Notably, we observed a marked difference in the trends of gastric cancer incidence and mortality at regional and national levels. Central Latin America, East Asia, and Oceania are three GBD regions that have had an increase in gastric cancer incidence rates among young individuals. The reasons for this remain unclear. In Latin America, gastric cancer is still one of the most common cancers, and countries including Costa Rica and Colombia reported the highest mortality rate of gastric cancer globally [29]. In our study, Central Latin America countries including Mexico, Colombia, and Venezuela showed an increase in incidence rates. Torres et al. suggested that the geographical disparities in gastric cancer incidence across the Americas may stem from factors such as altitude, host genetics, genotypes, prevalence of H. pylori infection and dietary habits [29]. Effective campaigns targeting H. pylori eradication in Latin America have yet to be implemented, which may also contribute to the persistently high rates of gastric cancer [30]. On the other hand, China is the only country with a significant increase in incidence rate of young-onset cancer in East Asia.
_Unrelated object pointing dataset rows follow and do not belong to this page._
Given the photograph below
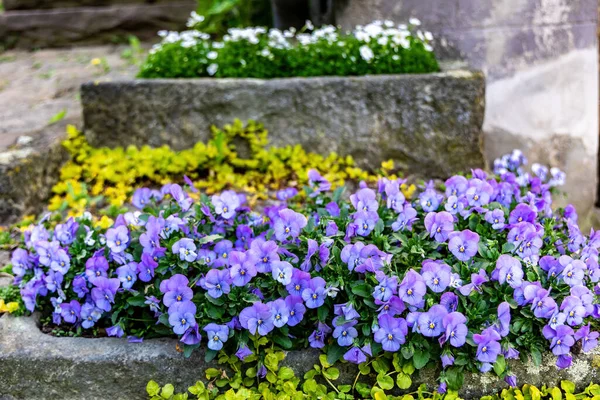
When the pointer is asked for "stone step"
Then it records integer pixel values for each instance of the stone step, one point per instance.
(108, 368)
(63, 27)
(10, 5)
(430, 124)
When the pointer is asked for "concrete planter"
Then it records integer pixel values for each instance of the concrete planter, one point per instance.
(38, 366)
(429, 124)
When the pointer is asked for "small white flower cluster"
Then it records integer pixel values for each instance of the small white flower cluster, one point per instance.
(379, 40)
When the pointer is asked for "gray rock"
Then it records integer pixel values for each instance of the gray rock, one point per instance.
(27, 175)
(429, 124)
(44, 4)
(90, 25)
(38, 366)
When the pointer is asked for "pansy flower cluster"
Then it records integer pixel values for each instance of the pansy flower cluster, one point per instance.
(471, 272)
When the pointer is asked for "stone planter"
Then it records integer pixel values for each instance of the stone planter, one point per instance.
(38, 366)
(429, 124)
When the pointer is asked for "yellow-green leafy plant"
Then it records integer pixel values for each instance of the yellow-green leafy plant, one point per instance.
(236, 157)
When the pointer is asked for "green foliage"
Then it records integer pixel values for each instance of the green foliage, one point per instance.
(258, 53)
(219, 15)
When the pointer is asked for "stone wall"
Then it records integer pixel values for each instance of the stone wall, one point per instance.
(372, 118)
(540, 59)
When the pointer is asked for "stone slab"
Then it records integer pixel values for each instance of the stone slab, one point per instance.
(91, 25)
(10, 5)
(42, 367)
(430, 124)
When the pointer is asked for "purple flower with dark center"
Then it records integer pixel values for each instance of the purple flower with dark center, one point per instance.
(242, 268)
(222, 250)
(226, 203)
(243, 352)
(216, 335)
(141, 198)
(127, 275)
(96, 267)
(436, 275)
(522, 213)
(217, 282)
(365, 222)
(431, 322)
(463, 244)
(115, 331)
(317, 182)
(345, 333)
(265, 252)
(508, 270)
(317, 338)
(104, 292)
(439, 225)
(89, 315)
(60, 262)
(65, 233)
(145, 269)
(573, 309)
(365, 200)
(289, 224)
(181, 197)
(456, 185)
(296, 309)
(391, 333)
(314, 294)
(257, 318)
(412, 288)
(117, 238)
(280, 312)
(387, 287)
(355, 356)
(561, 339)
(70, 311)
(186, 249)
(495, 218)
(573, 271)
(488, 346)
(477, 281)
(405, 219)
(450, 301)
(192, 335)
(479, 192)
(589, 340)
(298, 283)
(456, 329)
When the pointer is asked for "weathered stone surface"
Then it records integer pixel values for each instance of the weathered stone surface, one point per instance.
(108, 368)
(44, 4)
(430, 124)
(91, 25)
(27, 175)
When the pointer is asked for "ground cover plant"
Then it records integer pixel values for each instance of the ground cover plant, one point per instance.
(95, 176)
(468, 274)
(377, 48)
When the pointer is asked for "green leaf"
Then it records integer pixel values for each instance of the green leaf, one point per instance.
(385, 382)
(420, 359)
(334, 353)
(567, 386)
(403, 381)
(500, 365)
(152, 388)
(331, 373)
(285, 373)
(362, 290)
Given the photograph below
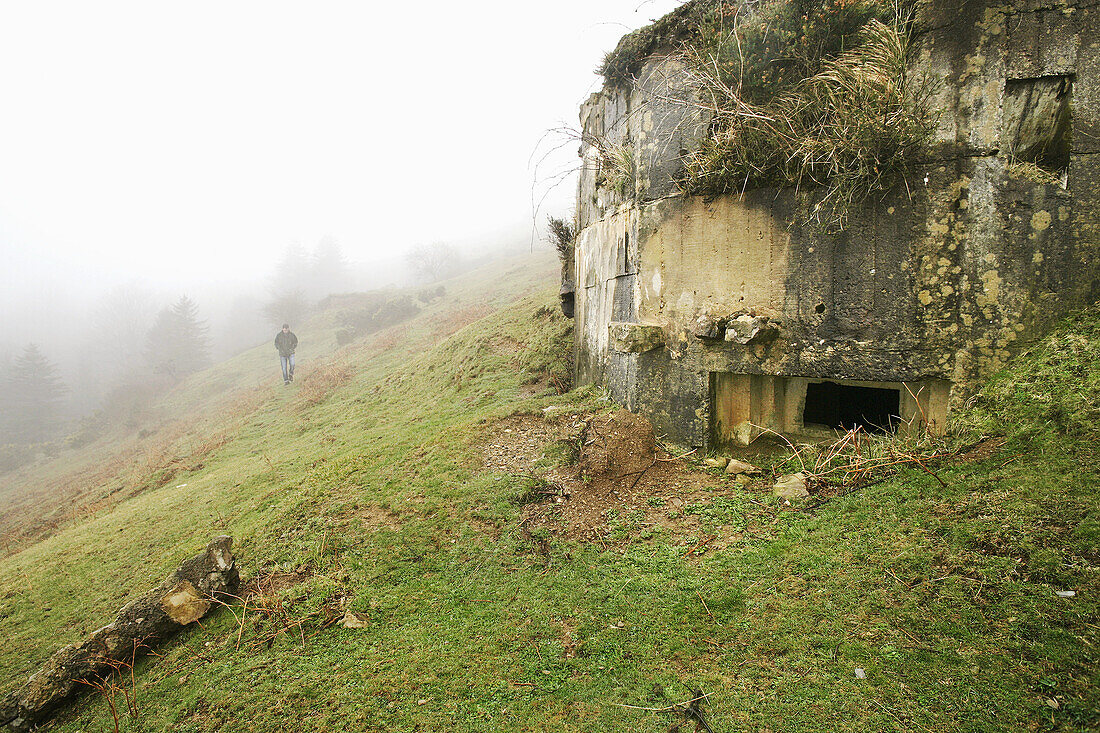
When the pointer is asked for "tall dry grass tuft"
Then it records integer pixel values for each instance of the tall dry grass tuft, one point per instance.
(848, 129)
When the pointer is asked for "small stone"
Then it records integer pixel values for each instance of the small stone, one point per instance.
(735, 467)
(792, 487)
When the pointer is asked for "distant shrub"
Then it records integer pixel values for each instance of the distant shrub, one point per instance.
(13, 456)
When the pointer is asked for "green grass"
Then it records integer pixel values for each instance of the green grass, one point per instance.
(945, 595)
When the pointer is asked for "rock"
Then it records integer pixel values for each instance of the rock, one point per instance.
(751, 329)
(634, 338)
(708, 327)
(735, 467)
(791, 487)
(184, 598)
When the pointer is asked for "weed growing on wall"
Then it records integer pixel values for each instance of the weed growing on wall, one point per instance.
(803, 93)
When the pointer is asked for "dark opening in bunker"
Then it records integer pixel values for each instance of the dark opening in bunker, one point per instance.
(876, 409)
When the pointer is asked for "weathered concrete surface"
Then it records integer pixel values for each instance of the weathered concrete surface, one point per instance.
(931, 288)
(635, 338)
(183, 598)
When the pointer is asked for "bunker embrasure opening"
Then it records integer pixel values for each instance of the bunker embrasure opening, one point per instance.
(846, 406)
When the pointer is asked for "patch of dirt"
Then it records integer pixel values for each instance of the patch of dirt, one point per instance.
(622, 479)
(980, 450)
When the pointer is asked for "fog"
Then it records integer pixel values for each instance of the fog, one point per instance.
(154, 151)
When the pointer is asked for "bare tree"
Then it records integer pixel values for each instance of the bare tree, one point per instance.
(432, 262)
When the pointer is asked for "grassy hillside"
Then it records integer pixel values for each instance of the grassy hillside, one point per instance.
(397, 480)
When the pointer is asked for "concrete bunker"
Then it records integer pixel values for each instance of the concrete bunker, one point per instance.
(727, 315)
(745, 406)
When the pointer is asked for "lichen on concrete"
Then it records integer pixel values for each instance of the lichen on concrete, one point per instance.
(935, 284)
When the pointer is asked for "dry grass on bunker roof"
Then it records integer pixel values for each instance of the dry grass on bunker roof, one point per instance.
(814, 94)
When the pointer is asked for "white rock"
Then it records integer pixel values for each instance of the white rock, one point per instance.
(792, 487)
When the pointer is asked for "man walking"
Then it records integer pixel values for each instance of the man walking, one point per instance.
(286, 342)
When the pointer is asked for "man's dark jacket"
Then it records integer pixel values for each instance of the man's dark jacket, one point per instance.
(286, 342)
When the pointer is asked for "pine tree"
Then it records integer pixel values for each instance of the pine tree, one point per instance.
(178, 343)
(33, 393)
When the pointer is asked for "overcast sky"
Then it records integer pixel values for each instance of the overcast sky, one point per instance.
(178, 142)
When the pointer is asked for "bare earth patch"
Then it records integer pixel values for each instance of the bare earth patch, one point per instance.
(622, 478)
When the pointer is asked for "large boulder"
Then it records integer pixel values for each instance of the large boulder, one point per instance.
(184, 598)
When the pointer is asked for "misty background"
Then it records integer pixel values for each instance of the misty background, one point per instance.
(178, 179)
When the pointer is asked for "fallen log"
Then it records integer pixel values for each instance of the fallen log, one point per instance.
(183, 598)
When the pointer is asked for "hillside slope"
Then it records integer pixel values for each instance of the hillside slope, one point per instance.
(389, 483)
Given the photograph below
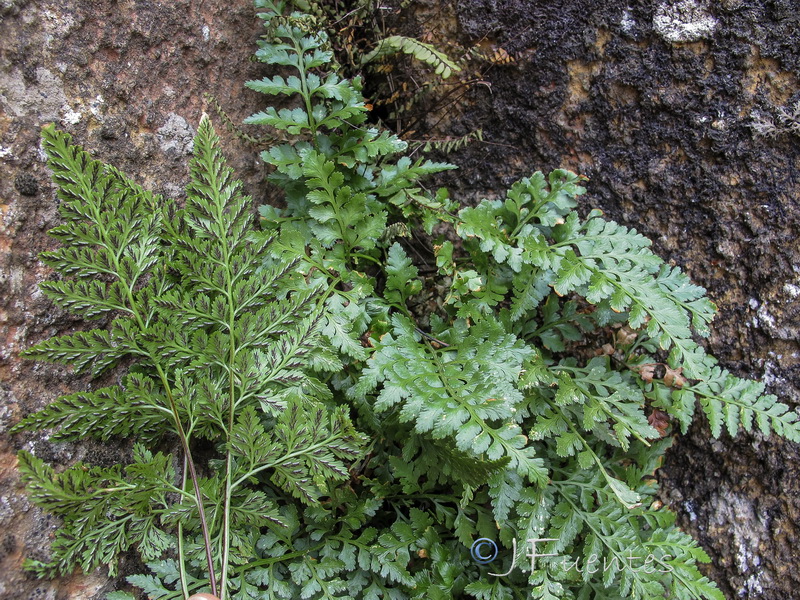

The increasing incidence of gastric cancer in Chinese young adults may be attributed to the high background rate of H. pylori infection and lack of a universal screening program for gastric cancer [31, 32]. It is also evident that younger individuals from China had significantly higher levels of exposure to smoking and high-salt diets when compared to the global average. Furthermore, alcohol consumption in China has surpassed the global average since 2012 (Supplementary Fig. 3). Together, these may partly explain the heavy burden of young-onset gastric cancer in China and the significant increase in recent years, which could also be attributed to increased exposure to these unhealthy lifestyle habits associated with gastric cancer. Despite an overall declining trend in the burden of gastric cancer among young individuals in Africa, some low-income countries such as Lesotho and Zimbab still exhibit an increase in both incidence and mortality rates in younger individuals. This may be related to the low universal health coverage in these populations and lack of screening for gastric cancer and H. pylori infection [33, 34].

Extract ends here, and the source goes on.